On 02 Feb 2014, at 20:31, meekerdb wrote:
On 2/2/2014 5:37 AM, David Nyman wrote:
Craig, nothing you have said so far diminishes by a single iota the
significance of the paradox to your theory. It's not so easy to
disarm it as insouciantly interpolating armfuls of non-sequiturs
couched in an impenetrable private jargon. You quote Chalmers, but
you consistently dodge (or perhaps don't really get) the point he
is making. His analysis isn't merely that physics seems to make
consciousness causally irrelevant, though that in itself would be
daunting enough.

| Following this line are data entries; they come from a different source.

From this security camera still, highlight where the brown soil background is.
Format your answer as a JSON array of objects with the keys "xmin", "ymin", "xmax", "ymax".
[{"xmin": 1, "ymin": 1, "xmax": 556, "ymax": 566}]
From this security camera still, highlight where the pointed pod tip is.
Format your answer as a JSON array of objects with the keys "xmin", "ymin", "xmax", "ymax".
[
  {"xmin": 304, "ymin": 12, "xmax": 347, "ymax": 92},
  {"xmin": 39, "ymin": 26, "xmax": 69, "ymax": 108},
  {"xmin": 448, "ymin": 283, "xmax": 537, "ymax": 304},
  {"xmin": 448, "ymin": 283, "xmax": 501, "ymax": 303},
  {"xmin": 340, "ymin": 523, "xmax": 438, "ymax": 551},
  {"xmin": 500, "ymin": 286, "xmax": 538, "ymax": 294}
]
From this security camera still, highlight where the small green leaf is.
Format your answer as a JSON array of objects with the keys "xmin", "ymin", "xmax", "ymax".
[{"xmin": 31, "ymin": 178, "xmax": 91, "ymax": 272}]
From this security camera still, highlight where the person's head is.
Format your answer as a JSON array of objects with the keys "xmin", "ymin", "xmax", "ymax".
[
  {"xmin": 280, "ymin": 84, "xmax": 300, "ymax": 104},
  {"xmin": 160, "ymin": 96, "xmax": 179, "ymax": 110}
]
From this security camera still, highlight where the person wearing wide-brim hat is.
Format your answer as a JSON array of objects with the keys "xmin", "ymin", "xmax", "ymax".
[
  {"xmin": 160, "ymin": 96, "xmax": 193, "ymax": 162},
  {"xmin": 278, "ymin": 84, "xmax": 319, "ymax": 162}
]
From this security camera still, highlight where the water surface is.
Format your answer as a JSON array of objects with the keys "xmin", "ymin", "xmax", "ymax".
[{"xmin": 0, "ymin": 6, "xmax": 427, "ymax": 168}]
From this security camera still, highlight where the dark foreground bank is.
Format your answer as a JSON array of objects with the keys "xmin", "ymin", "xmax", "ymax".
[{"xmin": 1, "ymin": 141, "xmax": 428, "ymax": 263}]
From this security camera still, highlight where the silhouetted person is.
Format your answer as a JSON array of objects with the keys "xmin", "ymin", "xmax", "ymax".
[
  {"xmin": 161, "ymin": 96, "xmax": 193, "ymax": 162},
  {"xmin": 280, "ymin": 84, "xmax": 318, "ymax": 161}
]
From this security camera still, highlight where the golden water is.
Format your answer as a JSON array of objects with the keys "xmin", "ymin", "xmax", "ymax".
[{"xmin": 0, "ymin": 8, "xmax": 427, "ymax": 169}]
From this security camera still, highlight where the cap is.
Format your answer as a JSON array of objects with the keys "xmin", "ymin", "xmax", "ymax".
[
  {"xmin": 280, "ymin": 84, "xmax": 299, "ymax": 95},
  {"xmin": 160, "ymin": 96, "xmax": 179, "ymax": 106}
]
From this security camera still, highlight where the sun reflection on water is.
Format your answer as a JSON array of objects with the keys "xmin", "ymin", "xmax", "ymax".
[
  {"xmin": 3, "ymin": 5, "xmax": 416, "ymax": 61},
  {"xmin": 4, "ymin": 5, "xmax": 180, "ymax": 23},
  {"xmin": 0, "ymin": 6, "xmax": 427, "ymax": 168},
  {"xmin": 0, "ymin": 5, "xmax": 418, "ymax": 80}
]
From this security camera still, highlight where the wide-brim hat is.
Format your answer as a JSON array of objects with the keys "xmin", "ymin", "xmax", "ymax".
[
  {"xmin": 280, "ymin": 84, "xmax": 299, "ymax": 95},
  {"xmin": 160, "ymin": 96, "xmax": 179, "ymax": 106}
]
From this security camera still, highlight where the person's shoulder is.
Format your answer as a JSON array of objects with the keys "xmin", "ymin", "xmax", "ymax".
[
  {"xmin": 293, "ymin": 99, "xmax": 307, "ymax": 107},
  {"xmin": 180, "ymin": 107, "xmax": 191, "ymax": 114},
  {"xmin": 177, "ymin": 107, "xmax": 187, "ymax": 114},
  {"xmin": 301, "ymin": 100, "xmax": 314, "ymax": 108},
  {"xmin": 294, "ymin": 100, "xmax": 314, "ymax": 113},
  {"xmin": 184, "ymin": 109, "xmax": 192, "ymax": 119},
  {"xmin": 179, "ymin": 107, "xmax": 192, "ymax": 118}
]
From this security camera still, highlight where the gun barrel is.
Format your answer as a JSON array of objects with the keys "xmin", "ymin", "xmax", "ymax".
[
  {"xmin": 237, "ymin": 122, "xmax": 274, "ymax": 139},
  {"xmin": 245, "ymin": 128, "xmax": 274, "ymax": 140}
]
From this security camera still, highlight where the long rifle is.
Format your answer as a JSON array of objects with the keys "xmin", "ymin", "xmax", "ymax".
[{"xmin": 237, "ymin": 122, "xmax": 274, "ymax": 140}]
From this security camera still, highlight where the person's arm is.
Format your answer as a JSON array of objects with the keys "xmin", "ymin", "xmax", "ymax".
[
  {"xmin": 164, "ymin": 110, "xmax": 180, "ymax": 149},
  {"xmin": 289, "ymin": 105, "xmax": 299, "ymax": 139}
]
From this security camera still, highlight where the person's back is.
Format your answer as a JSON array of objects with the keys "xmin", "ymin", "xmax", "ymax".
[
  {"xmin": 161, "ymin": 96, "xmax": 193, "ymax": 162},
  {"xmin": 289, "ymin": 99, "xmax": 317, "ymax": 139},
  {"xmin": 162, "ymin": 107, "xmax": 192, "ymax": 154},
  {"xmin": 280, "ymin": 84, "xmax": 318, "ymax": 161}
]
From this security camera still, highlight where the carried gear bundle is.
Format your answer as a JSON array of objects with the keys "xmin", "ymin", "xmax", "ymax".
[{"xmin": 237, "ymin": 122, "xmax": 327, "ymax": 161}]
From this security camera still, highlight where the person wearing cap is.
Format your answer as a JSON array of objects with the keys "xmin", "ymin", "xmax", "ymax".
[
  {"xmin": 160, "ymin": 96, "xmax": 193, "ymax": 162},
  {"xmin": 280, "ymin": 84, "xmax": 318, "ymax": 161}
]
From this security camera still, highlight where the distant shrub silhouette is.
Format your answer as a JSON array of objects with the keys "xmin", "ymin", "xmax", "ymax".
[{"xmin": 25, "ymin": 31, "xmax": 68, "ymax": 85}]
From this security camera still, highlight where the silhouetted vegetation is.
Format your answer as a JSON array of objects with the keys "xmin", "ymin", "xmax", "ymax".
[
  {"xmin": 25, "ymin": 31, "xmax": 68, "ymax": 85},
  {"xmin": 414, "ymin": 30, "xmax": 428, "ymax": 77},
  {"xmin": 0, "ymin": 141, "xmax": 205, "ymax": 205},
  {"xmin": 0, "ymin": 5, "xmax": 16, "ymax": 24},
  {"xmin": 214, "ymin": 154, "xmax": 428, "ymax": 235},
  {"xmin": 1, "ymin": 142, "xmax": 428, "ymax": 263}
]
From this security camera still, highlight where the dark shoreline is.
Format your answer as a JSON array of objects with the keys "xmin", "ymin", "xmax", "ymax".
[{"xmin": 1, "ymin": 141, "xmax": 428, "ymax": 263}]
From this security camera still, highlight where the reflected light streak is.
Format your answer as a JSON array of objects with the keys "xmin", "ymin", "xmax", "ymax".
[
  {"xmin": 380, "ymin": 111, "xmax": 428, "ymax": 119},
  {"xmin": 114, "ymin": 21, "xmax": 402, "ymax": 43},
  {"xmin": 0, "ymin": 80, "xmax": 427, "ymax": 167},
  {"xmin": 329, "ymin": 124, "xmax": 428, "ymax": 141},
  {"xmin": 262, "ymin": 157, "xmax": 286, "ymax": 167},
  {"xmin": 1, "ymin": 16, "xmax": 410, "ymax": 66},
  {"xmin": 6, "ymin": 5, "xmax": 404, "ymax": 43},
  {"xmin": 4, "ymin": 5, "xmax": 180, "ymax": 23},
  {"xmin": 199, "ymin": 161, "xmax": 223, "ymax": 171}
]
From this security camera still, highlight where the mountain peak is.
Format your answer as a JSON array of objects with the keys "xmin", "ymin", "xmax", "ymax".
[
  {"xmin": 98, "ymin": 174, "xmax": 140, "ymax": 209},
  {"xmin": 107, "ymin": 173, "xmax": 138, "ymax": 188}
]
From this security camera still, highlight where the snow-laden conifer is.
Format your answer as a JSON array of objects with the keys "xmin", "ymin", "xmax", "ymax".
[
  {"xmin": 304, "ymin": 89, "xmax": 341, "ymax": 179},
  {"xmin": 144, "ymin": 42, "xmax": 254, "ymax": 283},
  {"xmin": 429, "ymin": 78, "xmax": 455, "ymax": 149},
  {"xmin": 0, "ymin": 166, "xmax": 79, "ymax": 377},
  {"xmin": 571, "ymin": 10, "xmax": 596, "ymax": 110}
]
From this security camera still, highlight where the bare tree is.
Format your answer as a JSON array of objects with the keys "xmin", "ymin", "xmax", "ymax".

The paradoxical entailment comes from confronting
the stark realisation that, despite this, physically-instantiated
bodies and brains (i.e. the appearances in terms of which we
interact both with "ourselves" and with each other) continue to
behave *as if* they were laying claim to such conscious phenomena.
Furthermore, they apparently do so by means of a causally-closed
mechanism that entails that they neither possess these phenomena
nor could plausibly have any access to them.
But the "apparently" in the above is not apparent at all. One could
just as well conclude that consciousness is a nomologically
necessary aspect of the causally-close physics; that it's no more
separable than is temperature from molecular motion.
That analogy is limited. You can explain temperature from molecules
cinetics by remaining entirely in the 3p account. The mind-body
problem is that if you can explain the whole 3p of the 1p, then the
mind seems having no role at all.
Now with comp we take the mind seriously and can explain its necessity
and role (like with the hypostases), but we lost any ontic place for
matter, so we lost primitive physics, and we have to recover it by a
statistics on the 1p brought by all computations.
It is not a problem (except for Aristotelian fundamentalists) because
nobody has ever provided evidences for primitive matter or
physicalism. It is only a big assumption in metaphysics.